DAJ CYNK

Test telefonu Meizu M6T. To dobrze wyglądający smartfon, który kryje w sobie kilka niespodzianek

Marian Szutiak (msnet)

Testy sprzętu

Wygląd zewnętrzny, jakość wykonania i ergonomia

Meizu M6T ma prosty, estetyczny wygląd, bez żadnych udziwnień. Cała obudowa to jeden kawałek odpowiednio wyprofilowanego poliwęglanu, które na środku tylnego panelu delikatnie wygina się pod wpływem nacisku i na ogół nie wydaje przy tym żadnych dźwięków, na przykład skrzypienia. Zastosowany materiał w czarnej wersji kolorystycznej jest matowy, a za wadę można uznać łatwe zbieranie odcisków palców i innych zabrudzeń. Nie zmienia to jednak faktu, że smartfon bardzo dobrze leży w dłoni i nie wyślizguje się z niej bez powodu (chyba że używamy rękawiczek).

Ekran ma przekątną 5,7 cala i zajmuje około 75,4% przedniej powierzchni urządzenia. Jego obsługa jedną ręką jest trudna, choć nie niemożliwa. Trybu obsługi jedną ręką nie udało mi się tu znaleźć. Powierzchnia pod wyświetlaczem jest pusta, natomiast na górze znajduje się dioda powiadomień, otwór głośnika słuchawki, czujniki (zbliżania i oświetlenia) oraz obiektyw przedniego aparatu fotograficznego. Po przeciwnej stronie, idąc od góry, napotkamy lampę błyskową LED, lekko wystający moduł fotograficzny z dwoma obiektywami oraz okrągły, dla odmiany lekko zagłębiony czytnik linii papilarnych. Ostatni element wyposażenia, jak na urządzenie o niezbyt wygórowanej cenie, działa zaskakująco sprawnie i nie zmusza nas do szczególnie długiego czekania.

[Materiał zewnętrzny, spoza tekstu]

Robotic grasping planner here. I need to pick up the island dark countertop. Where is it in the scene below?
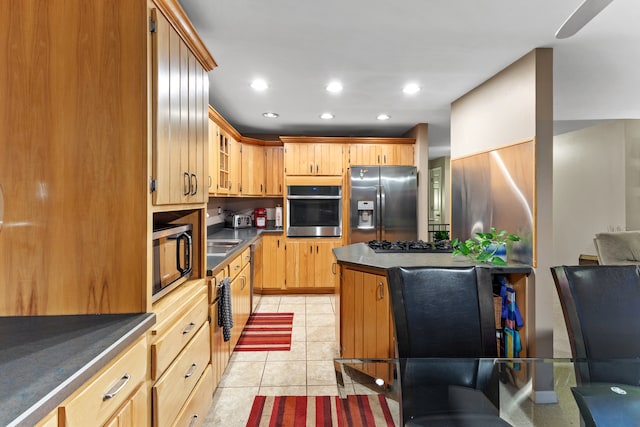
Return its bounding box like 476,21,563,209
0,313,155,426
333,243,531,274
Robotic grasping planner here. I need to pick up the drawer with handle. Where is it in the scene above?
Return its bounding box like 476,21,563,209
152,322,211,427
58,338,147,426
173,365,213,427
229,254,242,280
151,294,209,380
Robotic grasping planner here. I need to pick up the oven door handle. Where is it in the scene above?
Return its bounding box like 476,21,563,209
287,195,342,200
176,233,192,275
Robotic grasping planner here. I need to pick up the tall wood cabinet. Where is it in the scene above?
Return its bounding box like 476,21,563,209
151,8,209,205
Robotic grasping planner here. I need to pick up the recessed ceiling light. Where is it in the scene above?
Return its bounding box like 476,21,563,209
402,83,420,94
251,79,269,90
327,82,342,93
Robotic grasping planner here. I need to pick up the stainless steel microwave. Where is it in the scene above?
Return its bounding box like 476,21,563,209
151,224,193,301
286,185,342,237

Meizu M6T ma umieszczony centralnie na dole port microUSB, z którego dwóch stron znajdują się rozłożone symetrycznie otwory, pod którymi kryje się mikrofon (po lewej stronie) i głośnik (po prawej). Na górze znajdziemy gniazdo audio Jack 3,5 mm. Przyciski głośności oraz przycisk zasilania zostały umieszczone na prawym boku smartfonu, natomiast wysuwana tacka na karty (2 x nanoSIM lub nanoSIM + microSD) znajduje się na lewym boku.